Background

The following terms are used in this page and are described in the Glossary.

  • Data Domain (Domain)

  • Data Record (DR)

  • Data Record Keys

  • Data Catalog

  • Data Event

  • Source System

  • Source Data Record or Source Entity

Data Catalog and Federated Data Records

Important
Ensure that the YOUnite API database is encrypted at rest and in transit to protect sensitive data, especially the data catalog, from unauthorized access. Additionally, it should be securely placed behind a firewall to control and restrict external access effectively.

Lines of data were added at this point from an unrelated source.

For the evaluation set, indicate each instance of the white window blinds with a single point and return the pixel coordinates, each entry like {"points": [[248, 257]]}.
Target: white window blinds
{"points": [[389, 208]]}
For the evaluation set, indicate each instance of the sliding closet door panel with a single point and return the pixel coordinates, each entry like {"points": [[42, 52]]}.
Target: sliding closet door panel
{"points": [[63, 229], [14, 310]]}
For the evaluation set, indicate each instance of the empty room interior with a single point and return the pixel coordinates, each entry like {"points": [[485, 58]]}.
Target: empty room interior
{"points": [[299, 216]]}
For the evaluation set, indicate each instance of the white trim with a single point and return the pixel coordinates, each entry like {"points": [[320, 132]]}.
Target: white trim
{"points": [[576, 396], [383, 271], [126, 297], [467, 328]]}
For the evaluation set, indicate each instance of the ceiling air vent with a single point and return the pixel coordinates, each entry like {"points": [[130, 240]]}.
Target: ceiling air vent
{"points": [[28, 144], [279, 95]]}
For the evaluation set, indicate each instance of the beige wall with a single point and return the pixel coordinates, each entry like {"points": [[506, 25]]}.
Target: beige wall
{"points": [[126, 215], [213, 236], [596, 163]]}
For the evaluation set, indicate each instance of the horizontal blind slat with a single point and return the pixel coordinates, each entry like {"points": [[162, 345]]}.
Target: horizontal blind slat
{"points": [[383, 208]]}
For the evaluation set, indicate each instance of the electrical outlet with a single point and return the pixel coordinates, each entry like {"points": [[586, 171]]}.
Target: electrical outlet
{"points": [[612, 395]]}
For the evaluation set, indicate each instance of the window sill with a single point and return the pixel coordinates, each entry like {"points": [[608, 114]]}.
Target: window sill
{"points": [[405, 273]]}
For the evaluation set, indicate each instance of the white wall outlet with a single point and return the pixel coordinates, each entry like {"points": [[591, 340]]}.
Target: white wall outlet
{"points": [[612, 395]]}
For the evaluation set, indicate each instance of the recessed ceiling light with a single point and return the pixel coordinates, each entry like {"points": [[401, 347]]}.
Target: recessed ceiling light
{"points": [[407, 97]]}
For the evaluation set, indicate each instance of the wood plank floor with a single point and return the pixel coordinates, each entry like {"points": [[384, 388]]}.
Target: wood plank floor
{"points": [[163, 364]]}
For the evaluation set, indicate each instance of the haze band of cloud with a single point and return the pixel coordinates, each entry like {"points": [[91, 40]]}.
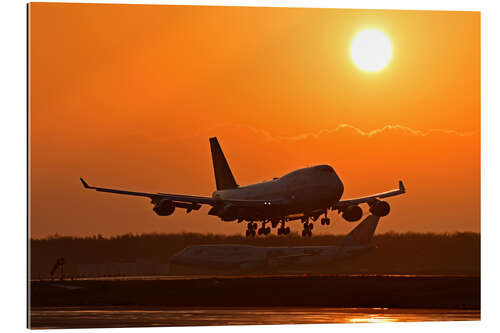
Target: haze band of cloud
{"points": [[385, 129]]}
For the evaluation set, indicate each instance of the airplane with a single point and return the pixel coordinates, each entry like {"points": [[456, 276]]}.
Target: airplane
{"points": [[247, 258], [304, 194]]}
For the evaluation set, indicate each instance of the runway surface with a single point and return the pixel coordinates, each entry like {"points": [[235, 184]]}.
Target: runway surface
{"points": [[84, 317]]}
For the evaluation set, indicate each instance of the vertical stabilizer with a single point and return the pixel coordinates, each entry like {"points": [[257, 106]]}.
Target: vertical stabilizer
{"points": [[223, 176], [363, 233]]}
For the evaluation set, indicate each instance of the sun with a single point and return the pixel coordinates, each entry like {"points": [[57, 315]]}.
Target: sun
{"points": [[371, 50]]}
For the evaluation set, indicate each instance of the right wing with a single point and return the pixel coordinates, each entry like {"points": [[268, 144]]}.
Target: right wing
{"points": [[183, 201], [372, 197]]}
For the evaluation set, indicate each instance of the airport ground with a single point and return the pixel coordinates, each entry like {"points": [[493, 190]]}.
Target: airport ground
{"points": [[408, 277], [225, 300], [132, 255]]}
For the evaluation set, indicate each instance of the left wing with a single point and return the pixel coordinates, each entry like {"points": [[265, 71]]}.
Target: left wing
{"points": [[180, 200], [369, 198]]}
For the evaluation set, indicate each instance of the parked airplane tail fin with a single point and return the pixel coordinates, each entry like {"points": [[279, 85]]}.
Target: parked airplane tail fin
{"points": [[363, 233], [224, 178]]}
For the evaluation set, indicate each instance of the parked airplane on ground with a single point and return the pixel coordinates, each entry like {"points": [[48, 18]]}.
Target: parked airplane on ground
{"points": [[304, 194], [236, 258]]}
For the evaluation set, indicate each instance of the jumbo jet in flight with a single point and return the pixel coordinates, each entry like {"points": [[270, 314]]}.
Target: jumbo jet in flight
{"points": [[247, 258], [304, 194]]}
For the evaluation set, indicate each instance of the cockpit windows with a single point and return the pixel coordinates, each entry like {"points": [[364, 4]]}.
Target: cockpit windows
{"points": [[325, 168]]}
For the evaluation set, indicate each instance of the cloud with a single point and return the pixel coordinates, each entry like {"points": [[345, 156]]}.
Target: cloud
{"points": [[387, 129]]}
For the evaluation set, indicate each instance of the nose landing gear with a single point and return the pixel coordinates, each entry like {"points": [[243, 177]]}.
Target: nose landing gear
{"points": [[283, 230], [263, 230], [325, 220]]}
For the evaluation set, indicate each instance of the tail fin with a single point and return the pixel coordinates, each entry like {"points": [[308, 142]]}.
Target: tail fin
{"points": [[363, 233], [223, 175]]}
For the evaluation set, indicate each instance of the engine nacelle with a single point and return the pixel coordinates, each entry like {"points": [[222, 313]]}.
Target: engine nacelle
{"points": [[352, 213], [380, 208], [164, 208], [228, 213]]}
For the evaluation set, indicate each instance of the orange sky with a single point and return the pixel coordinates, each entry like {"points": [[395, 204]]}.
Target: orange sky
{"points": [[127, 96]]}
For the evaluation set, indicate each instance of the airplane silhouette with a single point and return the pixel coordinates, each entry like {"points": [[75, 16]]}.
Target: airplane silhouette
{"points": [[304, 194]]}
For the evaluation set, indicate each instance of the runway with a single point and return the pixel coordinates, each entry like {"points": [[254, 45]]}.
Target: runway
{"points": [[83, 317]]}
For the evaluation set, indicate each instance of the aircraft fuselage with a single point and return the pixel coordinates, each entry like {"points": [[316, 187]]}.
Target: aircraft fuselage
{"points": [[304, 190]]}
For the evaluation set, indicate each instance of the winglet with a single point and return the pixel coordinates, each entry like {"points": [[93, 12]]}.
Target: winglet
{"points": [[402, 187], [84, 183]]}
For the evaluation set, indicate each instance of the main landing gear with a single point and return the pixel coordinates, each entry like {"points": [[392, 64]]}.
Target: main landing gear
{"points": [[283, 230], [308, 227], [251, 227], [263, 230]]}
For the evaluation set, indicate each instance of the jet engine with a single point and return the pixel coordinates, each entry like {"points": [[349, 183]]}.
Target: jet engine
{"points": [[380, 208], [164, 208], [352, 213]]}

The capacity to manage all the federated data records (DRs) in your YOUnite Data Fabric is a key YOUnite feature. In order to manage the data domains and its data records (DRs), YOUnite maintains a data catalog of where the source entities live.

The data catalog contains lives in the YOUnite API server’s database (YOUnite metadata) and contains links and data record keys for each federated DR.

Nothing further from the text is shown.